Sofern Sie keine Transportversicherung abgeschlossen haben, kann es also sein, dass Sie auf erheblichen Schadensposten bis hin zum gesamten Wert Ihrer transportierten Güter selbst sitzen bleiben. Bei Seefracht-Verträgen sollten Sie auch stets prüfen, ob die Gefahr der Havarie Grosse mitversichert ist und sich kein entsprechender Ausschluss in den Allgemeinen Versicherungsbedingungen Ihrer Versicherung findet. Leider verzichten gerade viele kleinere Online-Händler, bei denen nur geringe Gewinnmargen bestehen, aus Kostengründen auf solche Versicherungen. Sofern dann viele ihrer Lieferungen auf der Ever Given transportiert wurden, kann das das Aus für ihr Geschäft bedeuten.

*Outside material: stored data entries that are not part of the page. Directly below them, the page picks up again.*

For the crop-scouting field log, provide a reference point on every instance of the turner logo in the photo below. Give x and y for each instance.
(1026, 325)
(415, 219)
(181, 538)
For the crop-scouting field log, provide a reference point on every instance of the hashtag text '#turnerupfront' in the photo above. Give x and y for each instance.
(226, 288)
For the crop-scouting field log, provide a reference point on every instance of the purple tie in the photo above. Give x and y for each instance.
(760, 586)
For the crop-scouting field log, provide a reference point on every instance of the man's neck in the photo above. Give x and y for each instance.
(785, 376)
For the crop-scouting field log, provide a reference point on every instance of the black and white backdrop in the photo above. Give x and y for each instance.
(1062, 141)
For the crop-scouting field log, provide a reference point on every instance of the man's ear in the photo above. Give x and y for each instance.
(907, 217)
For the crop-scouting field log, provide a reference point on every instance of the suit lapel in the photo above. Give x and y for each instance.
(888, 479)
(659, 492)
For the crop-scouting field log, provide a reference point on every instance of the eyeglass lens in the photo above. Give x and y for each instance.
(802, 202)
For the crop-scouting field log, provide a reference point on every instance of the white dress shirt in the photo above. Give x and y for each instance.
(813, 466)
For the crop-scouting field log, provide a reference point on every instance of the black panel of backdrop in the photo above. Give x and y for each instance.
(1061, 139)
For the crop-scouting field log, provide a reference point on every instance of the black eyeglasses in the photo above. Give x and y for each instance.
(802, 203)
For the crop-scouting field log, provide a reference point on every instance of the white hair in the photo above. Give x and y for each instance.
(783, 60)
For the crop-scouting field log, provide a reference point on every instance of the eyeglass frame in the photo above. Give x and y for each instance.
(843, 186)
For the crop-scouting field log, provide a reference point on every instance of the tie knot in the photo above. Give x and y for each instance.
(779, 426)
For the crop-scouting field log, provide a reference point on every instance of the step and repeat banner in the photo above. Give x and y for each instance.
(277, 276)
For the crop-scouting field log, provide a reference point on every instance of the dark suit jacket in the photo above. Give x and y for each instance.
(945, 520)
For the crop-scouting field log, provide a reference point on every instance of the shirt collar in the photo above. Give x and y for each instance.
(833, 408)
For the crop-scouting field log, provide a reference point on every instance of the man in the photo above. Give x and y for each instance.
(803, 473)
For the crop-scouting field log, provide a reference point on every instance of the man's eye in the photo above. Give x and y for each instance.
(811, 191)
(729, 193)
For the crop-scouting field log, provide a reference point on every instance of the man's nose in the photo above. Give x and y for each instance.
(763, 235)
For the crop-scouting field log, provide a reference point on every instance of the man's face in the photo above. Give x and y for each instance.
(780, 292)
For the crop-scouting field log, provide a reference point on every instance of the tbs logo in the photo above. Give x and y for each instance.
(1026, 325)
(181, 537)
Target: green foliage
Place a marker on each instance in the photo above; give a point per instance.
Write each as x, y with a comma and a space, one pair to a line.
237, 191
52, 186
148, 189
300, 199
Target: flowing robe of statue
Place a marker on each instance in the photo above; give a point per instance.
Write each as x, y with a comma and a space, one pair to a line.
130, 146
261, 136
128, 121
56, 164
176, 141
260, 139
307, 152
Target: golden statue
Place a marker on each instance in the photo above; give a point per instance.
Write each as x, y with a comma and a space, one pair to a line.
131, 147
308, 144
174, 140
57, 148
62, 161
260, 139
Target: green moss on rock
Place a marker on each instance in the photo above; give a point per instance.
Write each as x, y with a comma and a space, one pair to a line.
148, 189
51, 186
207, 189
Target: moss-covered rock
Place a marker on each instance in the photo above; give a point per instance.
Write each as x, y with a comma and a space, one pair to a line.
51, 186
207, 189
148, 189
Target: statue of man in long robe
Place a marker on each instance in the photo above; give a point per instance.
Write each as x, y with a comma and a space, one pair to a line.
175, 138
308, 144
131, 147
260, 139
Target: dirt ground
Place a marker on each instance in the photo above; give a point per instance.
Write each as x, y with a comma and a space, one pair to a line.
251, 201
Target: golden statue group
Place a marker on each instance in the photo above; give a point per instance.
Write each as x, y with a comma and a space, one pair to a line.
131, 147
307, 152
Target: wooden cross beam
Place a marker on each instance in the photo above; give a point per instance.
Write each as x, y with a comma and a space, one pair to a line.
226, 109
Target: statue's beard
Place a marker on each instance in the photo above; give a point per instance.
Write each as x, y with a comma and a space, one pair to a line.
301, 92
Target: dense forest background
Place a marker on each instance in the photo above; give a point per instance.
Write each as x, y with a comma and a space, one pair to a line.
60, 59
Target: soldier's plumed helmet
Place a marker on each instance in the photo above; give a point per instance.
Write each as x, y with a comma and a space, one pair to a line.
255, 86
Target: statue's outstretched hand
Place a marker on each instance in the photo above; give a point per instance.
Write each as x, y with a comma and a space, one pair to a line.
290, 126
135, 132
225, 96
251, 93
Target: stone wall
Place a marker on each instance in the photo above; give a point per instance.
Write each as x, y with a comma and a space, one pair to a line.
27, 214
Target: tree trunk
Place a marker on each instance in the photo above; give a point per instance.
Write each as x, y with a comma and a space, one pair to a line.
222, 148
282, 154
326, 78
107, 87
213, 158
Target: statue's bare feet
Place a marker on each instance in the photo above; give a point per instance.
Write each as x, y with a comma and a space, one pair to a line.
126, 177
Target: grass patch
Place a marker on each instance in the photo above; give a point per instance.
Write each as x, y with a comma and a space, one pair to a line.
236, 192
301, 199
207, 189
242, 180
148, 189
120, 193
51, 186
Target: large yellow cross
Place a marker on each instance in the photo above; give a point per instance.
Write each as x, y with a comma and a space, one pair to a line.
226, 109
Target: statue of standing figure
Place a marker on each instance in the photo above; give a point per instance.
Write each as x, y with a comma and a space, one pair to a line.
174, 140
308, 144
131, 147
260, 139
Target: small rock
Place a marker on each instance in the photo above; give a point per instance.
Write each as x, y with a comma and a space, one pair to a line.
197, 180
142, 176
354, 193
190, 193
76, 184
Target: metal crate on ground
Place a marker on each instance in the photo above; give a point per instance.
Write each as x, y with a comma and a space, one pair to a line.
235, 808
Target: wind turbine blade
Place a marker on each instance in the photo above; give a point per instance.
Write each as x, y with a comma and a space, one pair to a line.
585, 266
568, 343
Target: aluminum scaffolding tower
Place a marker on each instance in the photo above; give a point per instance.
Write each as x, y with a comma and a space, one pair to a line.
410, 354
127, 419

Haben Sie einen Spediteur beauftragt, sind Sie ebenfalls nicht „aus dem Schneider“: oftmals regeln Spediteure in ihren Allgemeinen Geschäftsbedingungen einen Befreiungsanspruch in Bezug auf Havariekosten, s. etwa Ziffer 17.3 ADSp 2017. Reedereiagenten, die auf der Basis der AB Spedlogswiss Reedereiagenten (2005) arbeiten, vermitteln nur den Vertragsschluss, so dass Sie Vertragspartner des Frachtführers sind und direkt von der Haftung betroffen werden. Ohne ausdrücklichen Auftrag ihres Auftraggebers schliessen in der Regel weder Spediteure noch Reedereiagenten eine Transportversicherung ab, sondern weisen den Kunden nur auf diese Möglichkeit hin und vermitteln oftmals Versicherungsverträge. Falls nicht auf eine Versicherung hingewiesen worden sein sollte, wäre im Einzelfall möglicherweise denkbar, Schadenersatzansprüche wegen Verletzung vertraglicher Hinweispflichten gegen den Spediteur oder Reedereiagenten geltend zu machen.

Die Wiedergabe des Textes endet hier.